Durability

Durability — once a transaction is committed, that data survives forever. Crashes, power loss, hardware failure — none of it can undo a committed transaction.

The guarantee#

When the database says "commit successful," it means the data is on disk. Not in memory. Not in a buffer. On disk. If the server loses power the next millisecond, the data is still there when it restarts.

Transaction commits → "Transfer successful" returned to user ✓
Server loses power 2 seconds later

Without durability:
  Data was only in memory → power loss → gone
  → user told "transfer successful" but money never moved ✗
  → Alice debited, system lost the credit to Bob permanently

With durability:
  Committed data written to disk before "success" returned
  → server restarts → data still there ✓
  → transfer stands, ledger intact

How the database achieves it — the WAL#

Durability is implemented through the Write-Ahead Log (WAL).

The core rule: before any change is written to the actual data files, the change is first written to the WAL on disk.

Transaction commits:
  Step 1: Write commit record to WAL on disk  ← sync write, mandatory
  Step 2: Return "success" to the application
  Step 3: Apply the change to data pages      ← can happen later, async

Server crashes after step 1, before step 3:
  → WAL has the commit record
  → On restart: DB replays WAL, applies the committed change
  → Data restored correctly ✓

Server crashes before step 1:
  → WAL has no commit record for this transaction
  → On restart: DB sees no commit, treats it as never happened
  → Clean rollback ✓

The WAL is the single source of truth for what actually happened. The data files are just a materialized view of the WAL — they can always be reconstructed from it.

Why writes feel slow — fsync#

For durability to hold, the WAL write must be confirmed by the actual disk — not just handed to the OS. The problem is that when the database tells the OS "write this to disk", the OS doesn't do it immediately. It puts the data in a RAM buffer first and says done ✓ — because RAM is fast and batching writes are more efficient.

Without fsync:
DB → "write this" → OS → RAM buffer → "done ✓"  ← OS is lying
                                           ↓ maybe later → actual disk

From the database's perspective the write succeeded. From reality's perspective, the data is still in RAM. One power cut and it's gone — even though the database told the client "committed".

fsync() is the database forcing the OS to stop lying:

With fsync:
DB → "write this" → OS → RAM buffer → fsync() → physical disk → done ✓

The database blocks and waits until the OS confirms the data has physically hit the disk. Only then does it return "commit successful" to the client. This is why writes feel slow — you are literally waiting for a physical disk write to complete on every committed transaction.

This forced round-trip to disk is what makes writes slow.
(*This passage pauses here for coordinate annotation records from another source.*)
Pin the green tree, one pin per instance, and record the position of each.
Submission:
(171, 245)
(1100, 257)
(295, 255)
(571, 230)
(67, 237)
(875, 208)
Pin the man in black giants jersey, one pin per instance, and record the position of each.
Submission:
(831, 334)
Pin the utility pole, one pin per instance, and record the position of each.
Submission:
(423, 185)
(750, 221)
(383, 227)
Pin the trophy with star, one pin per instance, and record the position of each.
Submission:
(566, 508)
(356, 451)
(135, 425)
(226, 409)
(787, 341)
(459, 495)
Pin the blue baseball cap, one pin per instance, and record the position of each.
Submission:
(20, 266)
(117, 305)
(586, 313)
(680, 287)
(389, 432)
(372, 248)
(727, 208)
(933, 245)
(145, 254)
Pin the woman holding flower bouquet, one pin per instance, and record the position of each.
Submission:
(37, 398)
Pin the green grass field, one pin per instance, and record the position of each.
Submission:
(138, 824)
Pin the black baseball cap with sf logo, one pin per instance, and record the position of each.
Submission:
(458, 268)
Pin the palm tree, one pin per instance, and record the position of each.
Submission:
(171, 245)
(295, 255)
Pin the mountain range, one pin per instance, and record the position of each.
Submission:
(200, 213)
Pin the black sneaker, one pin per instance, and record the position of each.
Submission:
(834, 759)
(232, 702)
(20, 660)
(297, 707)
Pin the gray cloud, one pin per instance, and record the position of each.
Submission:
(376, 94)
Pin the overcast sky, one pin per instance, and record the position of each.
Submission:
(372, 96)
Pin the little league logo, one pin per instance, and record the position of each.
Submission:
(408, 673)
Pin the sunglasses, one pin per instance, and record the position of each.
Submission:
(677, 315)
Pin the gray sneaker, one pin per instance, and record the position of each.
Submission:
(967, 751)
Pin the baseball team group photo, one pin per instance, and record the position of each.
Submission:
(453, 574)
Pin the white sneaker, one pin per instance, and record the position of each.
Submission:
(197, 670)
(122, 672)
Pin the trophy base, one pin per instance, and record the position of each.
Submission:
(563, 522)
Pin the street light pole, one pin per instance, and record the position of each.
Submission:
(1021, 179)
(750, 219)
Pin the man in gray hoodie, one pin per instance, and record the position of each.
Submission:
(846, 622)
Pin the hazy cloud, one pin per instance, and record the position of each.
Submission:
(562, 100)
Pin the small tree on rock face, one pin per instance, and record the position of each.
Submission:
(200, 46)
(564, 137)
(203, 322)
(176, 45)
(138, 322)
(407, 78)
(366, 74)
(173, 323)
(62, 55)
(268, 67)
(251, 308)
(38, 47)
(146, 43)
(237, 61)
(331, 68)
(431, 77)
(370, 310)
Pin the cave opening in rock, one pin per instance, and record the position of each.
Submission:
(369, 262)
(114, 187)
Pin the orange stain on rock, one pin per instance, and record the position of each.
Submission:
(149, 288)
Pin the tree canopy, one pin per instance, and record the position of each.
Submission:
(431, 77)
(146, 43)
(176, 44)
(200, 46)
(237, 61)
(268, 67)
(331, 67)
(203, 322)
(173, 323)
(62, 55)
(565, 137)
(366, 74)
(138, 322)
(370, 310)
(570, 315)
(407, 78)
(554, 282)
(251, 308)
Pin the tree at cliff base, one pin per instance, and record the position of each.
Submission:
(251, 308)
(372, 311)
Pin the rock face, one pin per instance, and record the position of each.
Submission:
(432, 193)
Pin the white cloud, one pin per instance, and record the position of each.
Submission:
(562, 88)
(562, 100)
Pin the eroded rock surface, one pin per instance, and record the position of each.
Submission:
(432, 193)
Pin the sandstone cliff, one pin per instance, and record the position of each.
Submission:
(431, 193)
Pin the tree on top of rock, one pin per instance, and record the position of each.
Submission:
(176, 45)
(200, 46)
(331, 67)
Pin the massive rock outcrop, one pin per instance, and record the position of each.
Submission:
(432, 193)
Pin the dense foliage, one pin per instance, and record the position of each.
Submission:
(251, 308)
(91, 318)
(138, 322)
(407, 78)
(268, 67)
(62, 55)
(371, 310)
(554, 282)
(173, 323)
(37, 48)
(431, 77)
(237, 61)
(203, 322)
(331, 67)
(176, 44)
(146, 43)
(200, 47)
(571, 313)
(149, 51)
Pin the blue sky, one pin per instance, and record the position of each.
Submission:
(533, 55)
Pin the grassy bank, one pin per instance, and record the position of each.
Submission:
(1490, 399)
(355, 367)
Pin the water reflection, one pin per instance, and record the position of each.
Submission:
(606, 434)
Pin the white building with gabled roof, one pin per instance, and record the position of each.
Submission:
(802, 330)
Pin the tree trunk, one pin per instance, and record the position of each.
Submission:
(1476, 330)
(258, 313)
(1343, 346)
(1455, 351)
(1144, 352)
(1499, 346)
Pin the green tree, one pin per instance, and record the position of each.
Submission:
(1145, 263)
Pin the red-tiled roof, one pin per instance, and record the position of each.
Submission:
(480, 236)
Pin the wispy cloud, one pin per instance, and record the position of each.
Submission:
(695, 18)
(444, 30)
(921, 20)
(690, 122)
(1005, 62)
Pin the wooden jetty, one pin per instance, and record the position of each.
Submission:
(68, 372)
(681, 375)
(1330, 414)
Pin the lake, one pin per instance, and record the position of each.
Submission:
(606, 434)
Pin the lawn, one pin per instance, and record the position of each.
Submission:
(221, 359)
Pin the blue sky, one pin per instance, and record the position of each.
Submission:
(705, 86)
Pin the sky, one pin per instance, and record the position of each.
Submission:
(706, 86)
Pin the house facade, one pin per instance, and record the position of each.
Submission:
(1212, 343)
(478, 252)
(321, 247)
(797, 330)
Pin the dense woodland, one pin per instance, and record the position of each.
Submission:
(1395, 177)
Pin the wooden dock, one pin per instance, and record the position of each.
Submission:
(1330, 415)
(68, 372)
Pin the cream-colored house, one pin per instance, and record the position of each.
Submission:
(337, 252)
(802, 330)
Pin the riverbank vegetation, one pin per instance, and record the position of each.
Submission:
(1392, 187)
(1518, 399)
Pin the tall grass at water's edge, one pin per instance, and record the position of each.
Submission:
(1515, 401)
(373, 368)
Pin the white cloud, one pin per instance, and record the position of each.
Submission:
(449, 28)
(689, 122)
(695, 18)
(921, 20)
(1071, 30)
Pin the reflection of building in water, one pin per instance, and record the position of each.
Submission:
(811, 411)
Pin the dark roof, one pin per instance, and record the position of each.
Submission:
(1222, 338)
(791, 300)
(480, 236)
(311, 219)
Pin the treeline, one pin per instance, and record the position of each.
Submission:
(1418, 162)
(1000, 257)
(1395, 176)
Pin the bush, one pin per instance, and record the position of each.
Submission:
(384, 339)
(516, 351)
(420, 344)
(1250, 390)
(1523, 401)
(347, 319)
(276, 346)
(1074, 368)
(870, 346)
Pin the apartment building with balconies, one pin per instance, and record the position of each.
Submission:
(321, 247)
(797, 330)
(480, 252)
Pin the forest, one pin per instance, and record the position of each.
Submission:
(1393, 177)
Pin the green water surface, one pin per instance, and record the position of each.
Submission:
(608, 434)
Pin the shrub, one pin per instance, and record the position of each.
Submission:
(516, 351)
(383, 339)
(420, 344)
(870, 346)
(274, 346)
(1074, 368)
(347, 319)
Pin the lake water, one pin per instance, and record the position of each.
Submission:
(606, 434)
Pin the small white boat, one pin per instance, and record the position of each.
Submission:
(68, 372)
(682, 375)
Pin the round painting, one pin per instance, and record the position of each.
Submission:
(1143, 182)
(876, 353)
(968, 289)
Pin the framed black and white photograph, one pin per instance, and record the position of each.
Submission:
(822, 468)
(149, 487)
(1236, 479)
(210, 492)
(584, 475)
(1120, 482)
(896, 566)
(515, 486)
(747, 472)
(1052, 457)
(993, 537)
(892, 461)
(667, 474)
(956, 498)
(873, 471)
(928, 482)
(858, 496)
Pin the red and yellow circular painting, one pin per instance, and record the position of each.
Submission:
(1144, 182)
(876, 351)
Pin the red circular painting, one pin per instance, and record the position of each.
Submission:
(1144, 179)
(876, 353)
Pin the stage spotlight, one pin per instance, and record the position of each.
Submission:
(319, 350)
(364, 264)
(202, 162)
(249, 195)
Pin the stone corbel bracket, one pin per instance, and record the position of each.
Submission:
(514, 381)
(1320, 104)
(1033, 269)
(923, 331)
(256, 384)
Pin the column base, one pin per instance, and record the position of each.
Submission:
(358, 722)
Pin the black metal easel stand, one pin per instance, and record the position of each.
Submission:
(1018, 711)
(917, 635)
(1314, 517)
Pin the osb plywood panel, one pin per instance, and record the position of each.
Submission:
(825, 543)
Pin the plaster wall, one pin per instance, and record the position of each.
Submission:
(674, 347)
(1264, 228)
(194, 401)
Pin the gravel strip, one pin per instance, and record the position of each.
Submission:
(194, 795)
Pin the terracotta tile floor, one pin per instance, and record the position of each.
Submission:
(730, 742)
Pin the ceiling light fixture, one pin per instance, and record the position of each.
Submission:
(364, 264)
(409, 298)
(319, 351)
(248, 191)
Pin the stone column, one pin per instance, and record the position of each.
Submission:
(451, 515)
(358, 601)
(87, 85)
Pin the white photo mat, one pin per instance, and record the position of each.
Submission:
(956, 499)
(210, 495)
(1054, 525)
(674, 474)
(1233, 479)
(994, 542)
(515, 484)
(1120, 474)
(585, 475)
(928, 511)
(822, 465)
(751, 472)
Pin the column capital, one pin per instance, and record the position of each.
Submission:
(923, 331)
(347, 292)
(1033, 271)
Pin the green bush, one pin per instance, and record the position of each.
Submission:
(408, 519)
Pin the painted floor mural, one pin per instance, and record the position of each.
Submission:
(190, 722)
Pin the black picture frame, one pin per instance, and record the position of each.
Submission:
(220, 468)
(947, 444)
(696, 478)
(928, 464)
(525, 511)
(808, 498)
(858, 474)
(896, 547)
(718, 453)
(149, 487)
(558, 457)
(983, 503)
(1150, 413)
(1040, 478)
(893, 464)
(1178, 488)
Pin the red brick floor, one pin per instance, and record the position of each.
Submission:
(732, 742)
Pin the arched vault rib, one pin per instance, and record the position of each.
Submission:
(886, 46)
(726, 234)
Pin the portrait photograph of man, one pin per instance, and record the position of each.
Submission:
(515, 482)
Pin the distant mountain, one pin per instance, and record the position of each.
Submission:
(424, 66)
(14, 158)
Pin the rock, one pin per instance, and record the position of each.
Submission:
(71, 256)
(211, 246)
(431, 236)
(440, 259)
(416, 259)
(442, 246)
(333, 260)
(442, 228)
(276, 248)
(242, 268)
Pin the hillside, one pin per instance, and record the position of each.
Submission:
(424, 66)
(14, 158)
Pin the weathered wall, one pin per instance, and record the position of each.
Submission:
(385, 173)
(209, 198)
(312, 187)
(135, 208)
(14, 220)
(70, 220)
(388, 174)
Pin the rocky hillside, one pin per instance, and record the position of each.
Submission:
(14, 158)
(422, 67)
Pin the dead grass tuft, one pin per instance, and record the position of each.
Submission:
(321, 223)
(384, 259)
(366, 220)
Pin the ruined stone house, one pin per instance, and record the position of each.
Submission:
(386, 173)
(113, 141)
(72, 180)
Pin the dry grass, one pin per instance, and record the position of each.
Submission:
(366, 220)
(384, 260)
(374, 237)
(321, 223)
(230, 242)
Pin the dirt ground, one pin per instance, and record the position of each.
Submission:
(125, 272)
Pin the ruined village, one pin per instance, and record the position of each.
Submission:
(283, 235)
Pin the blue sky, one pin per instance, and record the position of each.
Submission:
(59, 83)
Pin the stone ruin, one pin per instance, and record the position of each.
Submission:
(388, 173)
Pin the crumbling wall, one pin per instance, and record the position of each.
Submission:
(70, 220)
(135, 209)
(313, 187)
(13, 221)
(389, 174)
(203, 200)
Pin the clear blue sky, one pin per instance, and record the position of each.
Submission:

There's no shortcut — the database must wait for the physical write to complete before it can respond.

HDD:      ~10ms per fsync   ← mechanical seek + write
NVMe SSD: ~0.1ms per fsync  ← still bounded by physical write, just much faster

Never turn off fsync for financial or transactional data

Some databases expose fsync=off for testing or speed. This completely breaks the D in ACID — a power cut will corrupt or lose committed transactions. The OS buffer gets wiped, and no WAL survives to recover from. Fine for a throwaway test environment. Catastrophic for money, bookings, or anything a user was told succeeded.

Durability and replication#

A single-server WAL protects against that server's crashes. But it doesn't protect against: - Disk failure destroying the WAL itself - Datacenter fire - Entire server being lost

This is why replication pairs with durability. Replication copies the WAL to other servers. If the primary is unrecoverable, a replica has a copy of the WAL and can be promoted.

Durability alone   → survives this server crashing
Durability + sync replication → survives this server being destroyed entirely

RPO = 0 requires both durability (WAL on disk) and sync replication (WAL on another server's disk).